I am a recovering idealist. Not only can idealism be insincere in the face of reality as Nietzsche says, but it can also be greedy, contrary to nature, and painful. I’m reading Donald Robertson’s Stoicism and the Art of Happiness in which he says,
Whether we realize it or not, we are all living out the lives fated for us, either willingly or reluctantly. Zeno illustrated this with a striking metaphor: the wise man is like a dog tethered to a cart, running alongside and smoothly keeping pace with it, whereas a foolish man is like a dog that struggles against the leash but finds himself dragged alongside the cart anyway.
What does loving your fate look like?
In a day-to-day way, maybe like this. A couple weeks ago my son took my house keys with him to school. He did this because he knew it was a day I wouldn’t be home when he arrived in the afternoon, he had misplaced his own keys, and he didn’t want to be stuck outside waiting until I got home. When I realized what he’d done I had to go to the school to get the keys, highly annoyed because I was short on time. While I waited at the school’s front desk, a woman I’d been trying to reach for days appeared with paperwork to fill out for my daughter’s visa to go to India, including some extra requirements that would have me sitting in Immigration for the next two mornings. That put me in an even worse mood. However, the second morning waiting in Immigration, I had an amor fati moment: I realized that if my son hadn’t taken my keys, I probably wouldn’t have run into that woman at the school, thus I wouldn’t have known about this extra paperwork and would likely not have been able to complete it on time.
Maybe that seems insignificant. I could tell you about how amor fati has helped me come to terms with enormous life difficulties like my divorce and business failure. This philosophy has helped me realize that I am thriving now largely due to what I learned from those failures. However, I think it’s in the small everyday matters where amor fati can have the most impact. I find that now I live a more joyful existence because I’m always looking for a way to love whatever is going on in my life. I’m no longer rushing through boring chores as a means to an end, but finding ways to enjoy those moments. Last Monday morning I decided I wanted to move, by that evening I had found a house, I signed the papers on Friday, and now I’m packing. I thought I hated moving, but it turns out I love it. I love going through all my stuff. I’m finding so many things I had forgotten I had. I’m coming across little reminders here and there of suffering I went though a couple years ago that I have moved far past now.

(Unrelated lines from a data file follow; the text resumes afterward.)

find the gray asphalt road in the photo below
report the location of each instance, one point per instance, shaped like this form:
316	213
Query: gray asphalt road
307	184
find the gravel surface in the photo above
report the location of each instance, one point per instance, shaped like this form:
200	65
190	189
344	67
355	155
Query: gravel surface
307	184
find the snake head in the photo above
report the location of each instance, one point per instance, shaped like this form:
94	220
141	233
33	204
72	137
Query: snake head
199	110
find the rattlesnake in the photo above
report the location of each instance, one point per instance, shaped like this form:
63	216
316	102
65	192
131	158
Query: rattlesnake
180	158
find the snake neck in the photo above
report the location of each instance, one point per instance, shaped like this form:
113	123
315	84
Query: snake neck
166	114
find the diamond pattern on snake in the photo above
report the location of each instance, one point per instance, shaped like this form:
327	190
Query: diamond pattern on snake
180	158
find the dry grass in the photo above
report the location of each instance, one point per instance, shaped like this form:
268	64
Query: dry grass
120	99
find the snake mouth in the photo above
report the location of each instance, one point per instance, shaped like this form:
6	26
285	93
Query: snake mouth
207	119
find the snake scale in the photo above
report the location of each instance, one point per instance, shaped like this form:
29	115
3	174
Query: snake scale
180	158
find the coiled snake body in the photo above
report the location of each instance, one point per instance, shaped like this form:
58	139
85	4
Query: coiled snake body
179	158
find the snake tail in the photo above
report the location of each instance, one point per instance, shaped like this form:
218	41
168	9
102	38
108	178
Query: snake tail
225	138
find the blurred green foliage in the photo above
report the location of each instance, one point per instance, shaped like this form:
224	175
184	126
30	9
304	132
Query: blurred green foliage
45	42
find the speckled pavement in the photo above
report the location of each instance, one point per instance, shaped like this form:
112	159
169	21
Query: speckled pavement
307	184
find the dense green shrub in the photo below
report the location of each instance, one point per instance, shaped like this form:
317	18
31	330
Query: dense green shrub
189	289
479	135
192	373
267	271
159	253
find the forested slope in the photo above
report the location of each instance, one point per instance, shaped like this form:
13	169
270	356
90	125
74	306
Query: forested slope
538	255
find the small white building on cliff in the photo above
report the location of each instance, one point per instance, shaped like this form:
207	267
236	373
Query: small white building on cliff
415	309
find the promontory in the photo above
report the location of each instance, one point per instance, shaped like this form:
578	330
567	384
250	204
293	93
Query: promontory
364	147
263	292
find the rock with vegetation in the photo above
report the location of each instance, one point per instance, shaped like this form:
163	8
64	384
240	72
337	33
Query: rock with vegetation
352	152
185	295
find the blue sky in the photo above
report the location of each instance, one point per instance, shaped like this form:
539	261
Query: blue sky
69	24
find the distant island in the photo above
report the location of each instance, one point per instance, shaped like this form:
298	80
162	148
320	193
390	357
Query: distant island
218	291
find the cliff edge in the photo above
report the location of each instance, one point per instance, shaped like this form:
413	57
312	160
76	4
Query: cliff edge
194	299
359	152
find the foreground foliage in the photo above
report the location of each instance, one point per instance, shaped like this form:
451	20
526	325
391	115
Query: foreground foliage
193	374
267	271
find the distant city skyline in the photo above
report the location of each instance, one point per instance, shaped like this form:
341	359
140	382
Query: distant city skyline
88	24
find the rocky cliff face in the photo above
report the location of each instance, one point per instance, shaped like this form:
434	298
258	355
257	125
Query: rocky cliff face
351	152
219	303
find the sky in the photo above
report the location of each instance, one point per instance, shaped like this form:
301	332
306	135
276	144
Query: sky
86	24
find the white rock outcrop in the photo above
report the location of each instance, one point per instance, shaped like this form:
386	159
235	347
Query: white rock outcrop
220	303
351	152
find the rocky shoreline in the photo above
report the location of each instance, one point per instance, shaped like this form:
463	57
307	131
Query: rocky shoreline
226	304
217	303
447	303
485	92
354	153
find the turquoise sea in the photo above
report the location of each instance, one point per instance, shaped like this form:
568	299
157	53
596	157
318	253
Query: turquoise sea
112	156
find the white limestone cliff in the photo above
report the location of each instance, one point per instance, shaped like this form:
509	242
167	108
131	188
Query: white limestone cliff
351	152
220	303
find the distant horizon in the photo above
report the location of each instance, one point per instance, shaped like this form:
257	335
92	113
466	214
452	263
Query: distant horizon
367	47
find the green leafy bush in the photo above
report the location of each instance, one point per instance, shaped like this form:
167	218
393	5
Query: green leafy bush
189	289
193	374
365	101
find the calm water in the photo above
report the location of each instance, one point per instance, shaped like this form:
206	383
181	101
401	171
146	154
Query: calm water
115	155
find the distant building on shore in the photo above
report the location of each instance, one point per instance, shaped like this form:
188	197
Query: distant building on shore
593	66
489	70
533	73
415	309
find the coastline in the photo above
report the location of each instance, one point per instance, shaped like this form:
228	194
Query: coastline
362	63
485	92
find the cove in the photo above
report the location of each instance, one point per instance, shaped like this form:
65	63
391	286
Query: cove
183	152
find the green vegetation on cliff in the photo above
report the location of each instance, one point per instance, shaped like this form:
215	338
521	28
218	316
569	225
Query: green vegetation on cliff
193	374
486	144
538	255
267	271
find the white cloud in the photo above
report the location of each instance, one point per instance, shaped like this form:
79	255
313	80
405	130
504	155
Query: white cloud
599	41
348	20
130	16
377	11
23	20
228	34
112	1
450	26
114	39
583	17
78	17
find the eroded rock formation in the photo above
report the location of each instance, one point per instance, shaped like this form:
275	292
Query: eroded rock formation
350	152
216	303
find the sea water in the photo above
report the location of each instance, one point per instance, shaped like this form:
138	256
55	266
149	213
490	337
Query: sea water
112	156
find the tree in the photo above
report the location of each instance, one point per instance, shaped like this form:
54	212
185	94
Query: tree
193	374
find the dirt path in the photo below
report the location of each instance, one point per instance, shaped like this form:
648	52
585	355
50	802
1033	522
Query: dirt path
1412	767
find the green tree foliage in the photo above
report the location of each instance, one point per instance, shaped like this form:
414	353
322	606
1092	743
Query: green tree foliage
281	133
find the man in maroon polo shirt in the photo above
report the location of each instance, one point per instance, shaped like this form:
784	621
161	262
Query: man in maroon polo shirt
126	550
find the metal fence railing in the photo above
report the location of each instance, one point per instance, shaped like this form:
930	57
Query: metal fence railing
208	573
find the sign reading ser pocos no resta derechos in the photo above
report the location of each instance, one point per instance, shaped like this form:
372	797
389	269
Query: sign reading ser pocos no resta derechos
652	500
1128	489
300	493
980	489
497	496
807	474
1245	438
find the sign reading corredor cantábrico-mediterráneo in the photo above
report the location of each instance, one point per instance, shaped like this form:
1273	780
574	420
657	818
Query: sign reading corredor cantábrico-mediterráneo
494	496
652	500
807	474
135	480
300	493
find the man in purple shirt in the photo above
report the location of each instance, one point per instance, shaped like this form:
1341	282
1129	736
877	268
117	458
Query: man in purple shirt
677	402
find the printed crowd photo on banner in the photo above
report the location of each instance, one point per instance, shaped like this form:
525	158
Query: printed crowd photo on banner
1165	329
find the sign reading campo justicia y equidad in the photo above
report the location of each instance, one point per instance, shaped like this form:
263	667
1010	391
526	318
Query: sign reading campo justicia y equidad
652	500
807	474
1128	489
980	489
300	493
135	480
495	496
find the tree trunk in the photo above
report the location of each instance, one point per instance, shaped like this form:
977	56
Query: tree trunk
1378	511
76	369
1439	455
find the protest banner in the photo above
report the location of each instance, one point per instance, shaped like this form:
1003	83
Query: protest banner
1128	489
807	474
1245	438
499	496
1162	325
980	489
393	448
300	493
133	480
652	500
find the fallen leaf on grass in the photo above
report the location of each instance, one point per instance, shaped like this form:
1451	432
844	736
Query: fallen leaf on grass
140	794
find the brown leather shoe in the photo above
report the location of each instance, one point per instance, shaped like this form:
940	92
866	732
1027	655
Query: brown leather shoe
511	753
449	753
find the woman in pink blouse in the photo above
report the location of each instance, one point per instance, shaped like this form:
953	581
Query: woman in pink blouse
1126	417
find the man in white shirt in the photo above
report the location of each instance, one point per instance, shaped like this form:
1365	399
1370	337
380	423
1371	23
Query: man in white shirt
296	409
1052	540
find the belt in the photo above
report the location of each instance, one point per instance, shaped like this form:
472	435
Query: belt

Amor fati is not only about not wanting anything different in your past, present, and future environments, but within yourself. Amor fati, besides cheerful acceptance of the moment, can also mean radical self acceptance. I just finished a wonderful Montaigne biography that I hope to write about soon. Montaigne was all about amor fati, and it is in the specific way he applied it to his view of himself that I am working on now in myself. Montaigne would look back on essays he had written ten years previously and realize that his views had changed. Did that make him want to heavily edit or completely rewrite the essays when he published subsequent collections? Especially since leaving them as is would mean the reader would find significant contradictions between his earlier vs. later essays. Well, it seems honey badger didn’t care. Biographer Sarah Bakewell says,
The spirit of repentance was alien to him in writing, just as it was in life, where he remained firmly wedded to amor fati: the cheerful acceptance of whatever happens.
Montaigne knew that some of the things he had done in the past no longer made sense to him, but he was content to presume that he must have been a different person at the time, and leave it at that. His past selves were as diverse as a group of people at a party. Just as he would not think of passing judgment on a roomful of acquaintances, all of whom had their own reasons and points of view to explain what they had done, so he would not think of judging previous versions of Montaigne. ‘We are all patchwork,’ he wrote, ‘and so shapeless and diverse in composition that each bit, each moment, plays its own game.’
And that is where I join with my two new loves: me, myself, and my fate. A glorious threesome! That is quite possibly the cheesiest thing ever. We’ll blame it on the approaching 14th.
Should I get an amor fati tattoo? Where and in what script?